For a 30' sloop what would be the ideal length for a jib sheet looped at the clew on a 150 genoa ? thanks,

JB


----------



## nolatom (Jun 29, 2005)

I'll take an educated guess and say that the clew of a 150 genny is halfway back from the mast, and assuming there's no intervening headstay (i.e. this is your typical sloop, not a cutter), that you want at least a boat-length of sheet, plus 10 or 20 percent.

So if you loop it at the clew, two boatlengths plus 10 or 20 percent, or around 70 feet?. When you buy it, err on the long side, it's lots easier to shorten a sheet than to lengthen it..;-)


----------



## sailingdog (Mar 19, 2006)

is this a double sheet, which goes to both starboard and port, and is tied at the clew using something like a larks head knot, or a single sheet, where you have two separate sheets for starboard and port??

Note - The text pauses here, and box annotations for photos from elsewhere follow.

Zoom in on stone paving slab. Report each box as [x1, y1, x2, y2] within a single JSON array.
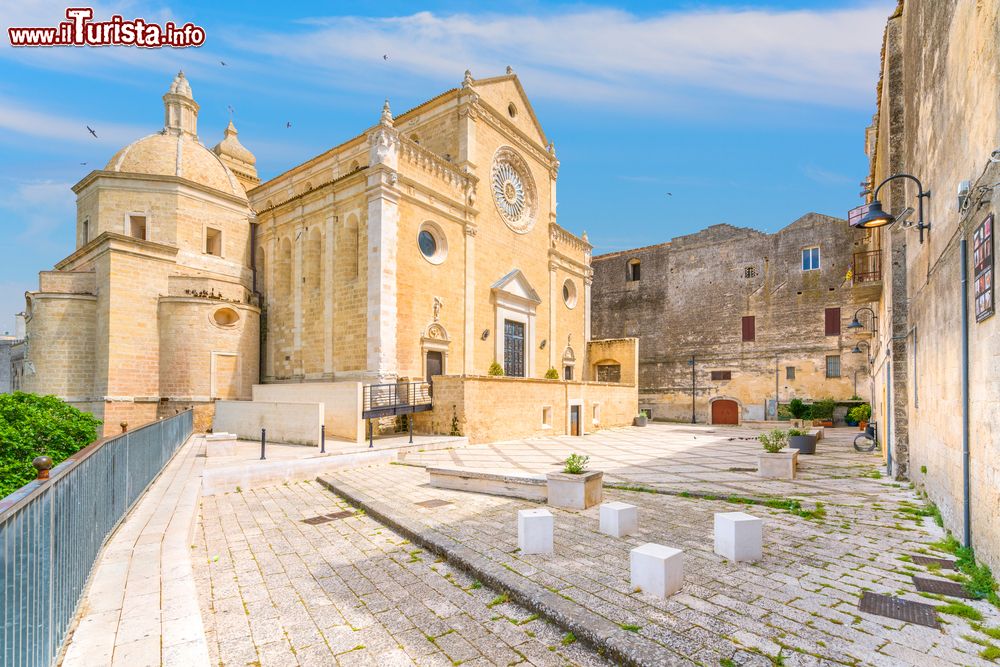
[[324, 438, 1000, 665], [191, 482, 609, 667]]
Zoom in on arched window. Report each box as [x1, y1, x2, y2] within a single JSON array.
[[625, 259, 639, 282]]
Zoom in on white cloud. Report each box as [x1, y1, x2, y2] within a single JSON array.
[[225, 1, 893, 106]]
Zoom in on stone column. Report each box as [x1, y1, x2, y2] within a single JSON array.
[[462, 223, 478, 375], [366, 100, 399, 381]]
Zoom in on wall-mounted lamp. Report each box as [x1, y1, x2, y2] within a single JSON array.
[[847, 306, 878, 332], [847, 174, 931, 243]]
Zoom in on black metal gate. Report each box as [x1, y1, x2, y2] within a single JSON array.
[[503, 320, 524, 377]]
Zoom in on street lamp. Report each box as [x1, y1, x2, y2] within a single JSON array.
[[849, 174, 931, 243], [847, 306, 878, 332]]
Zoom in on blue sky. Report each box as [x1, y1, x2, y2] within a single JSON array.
[[0, 0, 896, 332]]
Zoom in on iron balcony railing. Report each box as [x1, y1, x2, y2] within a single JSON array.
[[361, 382, 432, 419], [0, 410, 194, 667], [854, 250, 882, 283]]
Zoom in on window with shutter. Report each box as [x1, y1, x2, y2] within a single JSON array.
[[826, 308, 840, 336]]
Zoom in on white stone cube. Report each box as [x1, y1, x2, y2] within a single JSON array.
[[517, 509, 555, 554], [715, 512, 764, 561], [600, 502, 639, 537], [629, 543, 684, 598]]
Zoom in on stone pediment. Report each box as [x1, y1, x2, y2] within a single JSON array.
[[492, 269, 542, 304]]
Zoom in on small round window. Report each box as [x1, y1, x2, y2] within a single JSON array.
[[212, 308, 240, 327], [563, 280, 576, 308], [417, 222, 448, 264]]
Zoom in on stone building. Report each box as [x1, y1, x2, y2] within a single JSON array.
[[856, 0, 1000, 571], [24, 70, 635, 439], [21, 73, 260, 433], [592, 213, 878, 424]]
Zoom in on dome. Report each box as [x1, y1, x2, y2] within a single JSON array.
[[104, 133, 246, 199]]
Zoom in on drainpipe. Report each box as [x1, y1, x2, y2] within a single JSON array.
[[958, 238, 972, 547]]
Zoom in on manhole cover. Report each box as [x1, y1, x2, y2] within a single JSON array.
[[858, 591, 938, 628], [913, 577, 972, 598], [415, 498, 451, 509], [302, 516, 333, 526], [912, 556, 955, 570]]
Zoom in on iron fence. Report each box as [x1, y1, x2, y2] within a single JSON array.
[[0, 410, 194, 667]]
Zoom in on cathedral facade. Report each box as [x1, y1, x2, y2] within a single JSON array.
[[22, 69, 634, 434]]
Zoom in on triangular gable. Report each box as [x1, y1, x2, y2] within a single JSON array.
[[472, 74, 549, 146], [492, 269, 542, 303]]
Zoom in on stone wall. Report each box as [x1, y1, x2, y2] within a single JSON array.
[[592, 213, 879, 422], [414, 376, 638, 443], [868, 0, 1000, 571]]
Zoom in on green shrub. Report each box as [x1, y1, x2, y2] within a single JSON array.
[[757, 428, 788, 454], [0, 391, 101, 497], [809, 398, 837, 421], [563, 454, 590, 475], [847, 403, 872, 423], [788, 398, 809, 419]]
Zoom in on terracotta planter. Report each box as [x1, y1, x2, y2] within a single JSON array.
[[545, 470, 604, 510]]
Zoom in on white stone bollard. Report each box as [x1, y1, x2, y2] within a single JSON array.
[[600, 502, 639, 537], [715, 512, 764, 561], [629, 543, 684, 598], [517, 509, 555, 554]]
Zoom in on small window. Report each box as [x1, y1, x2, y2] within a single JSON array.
[[823, 308, 840, 336], [128, 215, 146, 241], [802, 246, 819, 271], [205, 227, 222, 257], [626, 259, 640, 282], [563, 279, 576, 308]]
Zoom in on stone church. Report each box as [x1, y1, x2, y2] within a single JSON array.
[[22, 68, 635, 438]]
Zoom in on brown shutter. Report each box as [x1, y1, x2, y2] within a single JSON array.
[[826, 308, 840, 336]]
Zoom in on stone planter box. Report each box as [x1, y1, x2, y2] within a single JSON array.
[[545, 470, 604, 510], [757, 447, 799, 479], [788, 435, 816, 454]]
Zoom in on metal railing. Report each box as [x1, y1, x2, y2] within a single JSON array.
[[361, 382, 431, 419], [854, 250, 882, 283], [0, 410, 194, 667]]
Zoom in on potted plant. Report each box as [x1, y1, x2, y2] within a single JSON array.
[[809, 398, 837, 427], [757, 428, 799, 479], [788, 398, 812, 428], [847, 403, 872, 431], [545, 454, 604, 510], [788, 428, 816, 454]]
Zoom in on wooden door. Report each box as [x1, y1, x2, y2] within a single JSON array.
[[712, 400, 740, 424], [569, 405, 580, 435]]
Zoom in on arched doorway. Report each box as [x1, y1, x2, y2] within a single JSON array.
[[712, 398, 740, 424]]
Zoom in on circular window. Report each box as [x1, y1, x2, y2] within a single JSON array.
[[563, 279, 576, 308], [212, 308, 240, 327], [417, 222, 448, 264], [490, 146, 536, 234]]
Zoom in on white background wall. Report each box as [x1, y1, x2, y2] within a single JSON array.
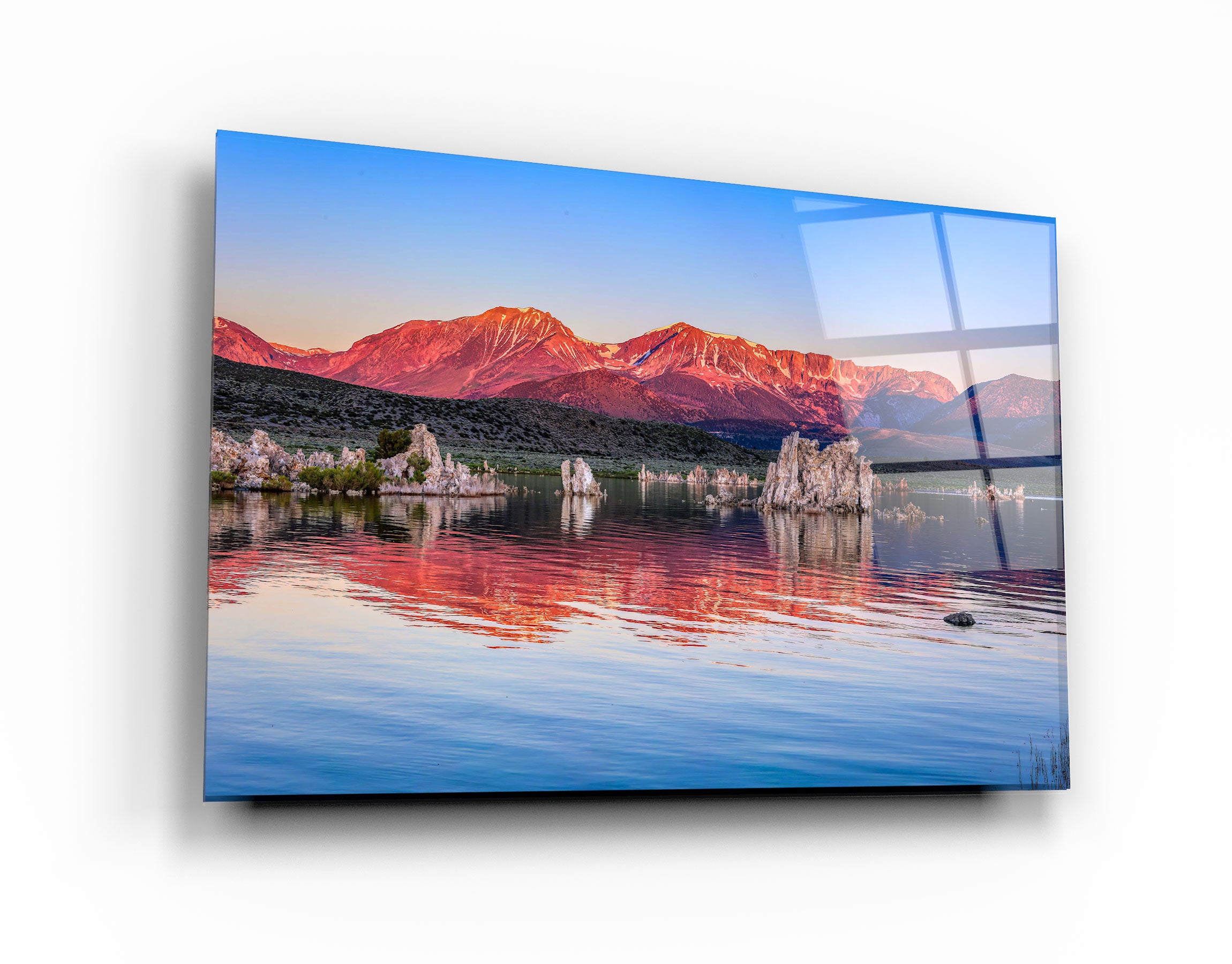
[[0, 0, 1232, 960]]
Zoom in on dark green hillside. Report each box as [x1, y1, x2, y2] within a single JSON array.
[[213, 356, 769, 478]]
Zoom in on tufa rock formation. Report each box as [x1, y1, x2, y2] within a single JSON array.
[[377, 424, 509, 496], [209, 428, 301, 489], [637, 462, 684, 481], [966, 481, 1026, 502], [561, 456, 603, 495], [756, 432, 874, 514]]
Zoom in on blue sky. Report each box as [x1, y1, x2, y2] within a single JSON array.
[[216, 132, 1052, 382]]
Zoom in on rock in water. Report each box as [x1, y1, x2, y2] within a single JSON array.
[[561, 456, 600, 495], [758, 432, 874, 512]]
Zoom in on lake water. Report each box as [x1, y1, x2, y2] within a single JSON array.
[[206, 475, 1066, 799]]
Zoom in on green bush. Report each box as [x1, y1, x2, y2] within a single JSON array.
[[372, 428, 410, 459], [296, 462, 385, 493], [299, 465, 325, 489]]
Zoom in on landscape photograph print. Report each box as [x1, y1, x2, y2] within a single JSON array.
[[202, 132, 1069, 800]]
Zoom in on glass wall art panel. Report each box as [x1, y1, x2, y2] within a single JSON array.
[[205, 132, 1069, 800]]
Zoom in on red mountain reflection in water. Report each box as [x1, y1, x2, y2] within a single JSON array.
[[209, 496, 917, 645], [209, 494, 1063, 646]]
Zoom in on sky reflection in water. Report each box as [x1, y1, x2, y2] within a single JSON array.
[[206, 477, 1066, 798]]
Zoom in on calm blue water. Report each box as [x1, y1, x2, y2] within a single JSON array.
[[206, 477, 1066, 798]]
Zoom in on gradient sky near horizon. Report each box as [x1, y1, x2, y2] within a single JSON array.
[[214, 131, 1057, 387]]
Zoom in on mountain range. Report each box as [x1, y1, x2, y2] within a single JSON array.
[[214, 306, 1056, 450]]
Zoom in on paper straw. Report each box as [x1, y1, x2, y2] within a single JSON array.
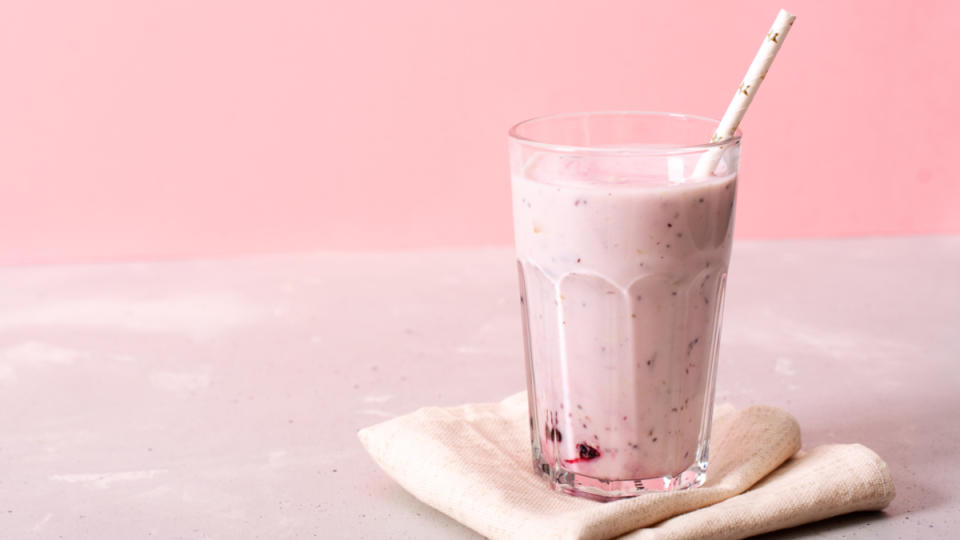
[[693, 9, 797, 176]]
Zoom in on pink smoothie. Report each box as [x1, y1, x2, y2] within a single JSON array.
[[512, 157, 736, 480]]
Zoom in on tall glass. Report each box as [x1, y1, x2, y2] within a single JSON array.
[[509, 112, 740, 500]]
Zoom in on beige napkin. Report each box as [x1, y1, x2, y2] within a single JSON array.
[[359, 393, 894, 539]]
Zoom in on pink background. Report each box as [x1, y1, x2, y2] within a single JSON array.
[[0, 0, 960, 263]]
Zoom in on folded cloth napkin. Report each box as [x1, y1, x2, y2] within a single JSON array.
[[359, 393, 894, 539]]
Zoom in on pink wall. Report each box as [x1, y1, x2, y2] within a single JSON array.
[[0, 0, 960, 262]]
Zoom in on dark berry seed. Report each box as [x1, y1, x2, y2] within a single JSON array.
[[577, 443, 600, 459]]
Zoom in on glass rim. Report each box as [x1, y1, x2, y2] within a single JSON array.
[[507, 110, 743, 155]]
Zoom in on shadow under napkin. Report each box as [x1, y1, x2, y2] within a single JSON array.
[[359, 393, 820, 539]]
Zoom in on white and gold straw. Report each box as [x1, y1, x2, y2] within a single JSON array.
[[694, 9, 797, 176]]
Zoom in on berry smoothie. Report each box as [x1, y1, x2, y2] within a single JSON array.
[[512, 156, 736, 491]]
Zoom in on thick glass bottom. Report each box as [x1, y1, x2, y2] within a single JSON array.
[[533, 452, 707, 502]]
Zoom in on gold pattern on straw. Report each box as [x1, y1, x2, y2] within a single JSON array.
[[694, 9, 797, 177]]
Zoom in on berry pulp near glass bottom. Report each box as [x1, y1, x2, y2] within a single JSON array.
[[512, 156, 736, 480]]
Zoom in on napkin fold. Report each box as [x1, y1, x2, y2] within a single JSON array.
[[359, 393, 895, 539]]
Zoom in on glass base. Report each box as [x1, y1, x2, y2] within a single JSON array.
[[533, 455, 707, 502]]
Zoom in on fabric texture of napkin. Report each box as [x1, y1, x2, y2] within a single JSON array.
[[359, 393, 895, 539]]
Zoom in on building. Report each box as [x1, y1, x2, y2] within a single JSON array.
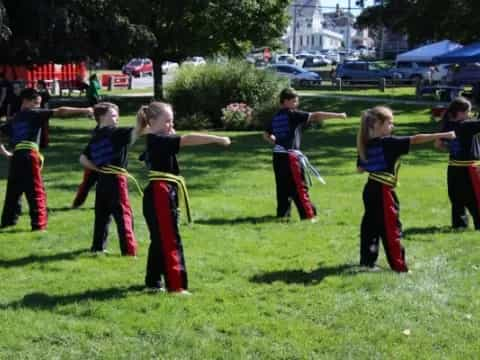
[[323, 4, 374, 49], [283, 0, 344, 53]]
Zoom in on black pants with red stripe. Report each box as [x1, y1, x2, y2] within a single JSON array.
[[360, 180, 408, 272], [72, 169, 98, 207], [1, 150, 47, 230], [143, 181, 188, 291], [447, 166, 480, 230], [40, 120, 50, 149], [91, 174, 138, 256], [273, 152, 317, 219]]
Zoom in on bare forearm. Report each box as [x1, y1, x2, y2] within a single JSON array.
[[263, 132, 276, 145], [180, 134, 230, 146], [310, 111, 347, 122], [52, 106, 93, 117], [410, 132, 451, 145]]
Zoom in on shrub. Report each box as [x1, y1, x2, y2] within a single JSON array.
[[222, 103, 253, 130], [165, 61, 288, 128]]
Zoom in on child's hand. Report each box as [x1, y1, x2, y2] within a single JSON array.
[[220, 136, 232, 146], [443, 131, 457, 140]]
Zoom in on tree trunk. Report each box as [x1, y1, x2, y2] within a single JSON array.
[[153, 56, 163, 100]]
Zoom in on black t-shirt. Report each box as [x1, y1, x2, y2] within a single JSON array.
[[83, 126, 133, 169], [144, 134, 180, 175], [0, 80, 11, 106], [265, 109, 310, 151], [1, 109, 53, 146], [442, 120, 480, 161], [358, 136, 410, 175]]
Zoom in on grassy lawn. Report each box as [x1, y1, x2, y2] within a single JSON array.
[[0, 97, 480, 359]]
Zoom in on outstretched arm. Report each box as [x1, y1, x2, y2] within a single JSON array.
[[263, 131, 276, 145], [180, 134, 231, 146], [410, 131, 456, 145], [434, 139, 448, 151], [309, 111, 347, 122], [80, 154, 98, 171], [52, 106, 93, 117]]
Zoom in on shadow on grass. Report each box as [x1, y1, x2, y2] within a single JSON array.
[[48, 206, 95, 212], [403, 225, 462, 236], [0, 285, 145, 310], [195, 215, 279, 225], [250, 264, 360, 285], [0, 249, 88, 268]]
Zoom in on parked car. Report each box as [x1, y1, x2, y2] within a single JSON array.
[[446, 63, 480, 86], [162, 61, 178, 74], [122, 58, 153, 77], [274, 54, 297, 65], [267, 64, 322, 85], [182, 56, 207, 66], [303, 55, 332, 67], [393, 61, 432, 82], [430, 64, 452, 83], [335, 61, 401, 82]]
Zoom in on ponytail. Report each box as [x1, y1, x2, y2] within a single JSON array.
[[137, 105, 150, 128], [440, 96, 472, 128], [357, 106, 393, 161], [137, 101, 172, 125]]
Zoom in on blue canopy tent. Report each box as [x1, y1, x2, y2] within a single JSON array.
[[433, 42, 480, 64]]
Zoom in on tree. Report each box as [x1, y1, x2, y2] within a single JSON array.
[[0, 0, 290, 96], [357, 0, 480, 44]]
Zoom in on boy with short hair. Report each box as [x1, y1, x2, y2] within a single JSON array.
[[80, 102, 145, 256], [0, 88, 92, 230], [264, 88, 347, 219]]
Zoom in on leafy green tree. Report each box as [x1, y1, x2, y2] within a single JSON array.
[[0, 0, 290, 96]]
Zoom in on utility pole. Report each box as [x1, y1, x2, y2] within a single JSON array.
[[380, 0, 385, 60], [292, 1, 297, 56], [345, 0, 352, 53]]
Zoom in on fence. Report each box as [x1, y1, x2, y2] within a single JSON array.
[[0, 62, 87, 91]]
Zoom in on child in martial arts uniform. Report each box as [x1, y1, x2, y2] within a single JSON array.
[[1, 88, 92, 230], [357, 106, 455, 272], [80, 103, 144, 256], [137, 102, 230, 294], [435, 97, 480, 230], [264, 88, 346, 219]]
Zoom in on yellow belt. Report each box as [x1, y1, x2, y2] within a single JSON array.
[[448, 160, 480, 167], [98, 165, 143, 196], [368, 172, 398, 187], [368, 161, 400, 187], [14, 141, 44, 169], [148, 170, 192, 223]]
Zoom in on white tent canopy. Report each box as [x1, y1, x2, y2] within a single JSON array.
[[395, 40, 462, 62]]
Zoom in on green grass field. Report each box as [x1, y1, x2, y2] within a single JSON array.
[[0, 97, 480, 359]]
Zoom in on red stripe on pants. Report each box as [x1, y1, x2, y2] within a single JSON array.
[[73, 169, 93, 203], [152, 181, 183, 291], [288, 152, 315, 219], [382, 185, 407, 272], [117, 175, 138, 256], [468, 166, 480, 211], [30, 150, 47, 230]]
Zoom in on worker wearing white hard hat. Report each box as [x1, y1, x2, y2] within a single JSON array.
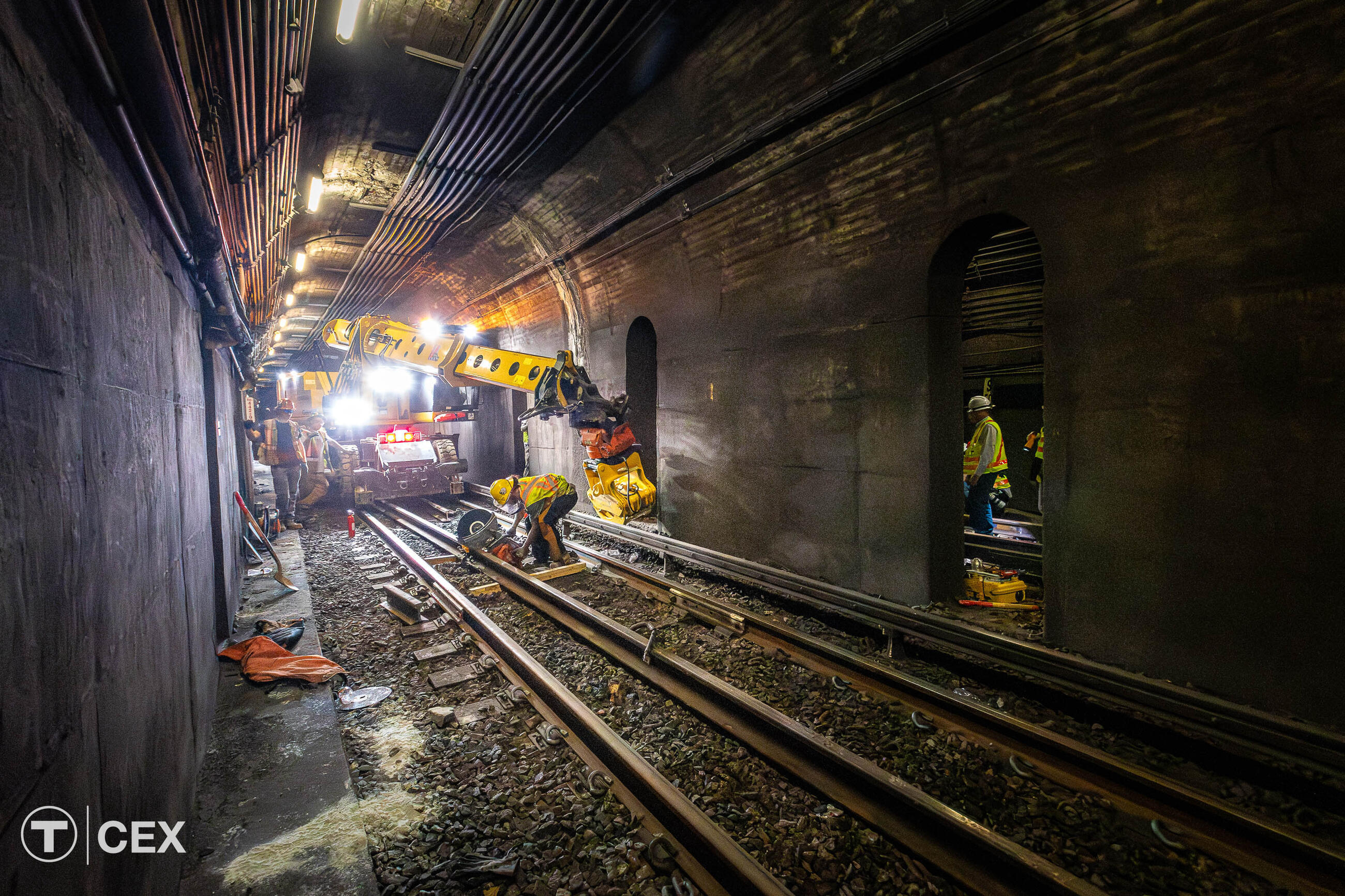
[[962, 395, 1009, 535]]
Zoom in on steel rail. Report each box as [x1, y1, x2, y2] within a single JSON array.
[[359, 509, 789, 896], [379, 503, 1103, 896], [554, 505, 1345, 775], [581, 543, 1345, 896]]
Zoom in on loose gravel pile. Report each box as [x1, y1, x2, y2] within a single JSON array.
[[303, 514, 668, 896], [304, 516, 959, 896], [303, 505, 1330, 896], [565, 567, 1275, 896], [572, 526, 1345, 845]]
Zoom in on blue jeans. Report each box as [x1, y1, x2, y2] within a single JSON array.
[[963, 473, 995, 535], [271, 463, 304, 523]]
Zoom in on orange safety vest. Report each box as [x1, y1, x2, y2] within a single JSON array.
[[962, 416, 1009, 489], [257, 416, 305, 466], [518, 473, 574, 508]]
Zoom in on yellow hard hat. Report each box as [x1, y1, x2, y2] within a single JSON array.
[[491, 478, 516, 507]]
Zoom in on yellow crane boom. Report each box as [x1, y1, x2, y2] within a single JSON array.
[[315, 314, 655, 523]]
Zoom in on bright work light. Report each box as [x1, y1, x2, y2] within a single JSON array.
[[308, 177, 323, 211], [336, 0, 359, 43]]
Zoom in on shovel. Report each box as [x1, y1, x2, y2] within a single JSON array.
[[234, 492, 298, 591]]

35' and 70' respectively...or there abouts... it depends on the exact layout of your genoa track and what turning blocks you have to go through and where the winches are. They could be as short as 30'/60' or as long a 40'/80'.


----------



## Plumper (Nov 21, 2007)

I'd measure it.


----------



## gdimit (Jul 16, 2007)

If you use a whisker pole, don't forget that it adds some extra footage requirements (especially on the lazy sheet)!


----------



## sailingfool (Apr 17, 2000)

The jib sheet length should be 1.5 times the boat length, so you are looking at a line 3 times boat length.


----------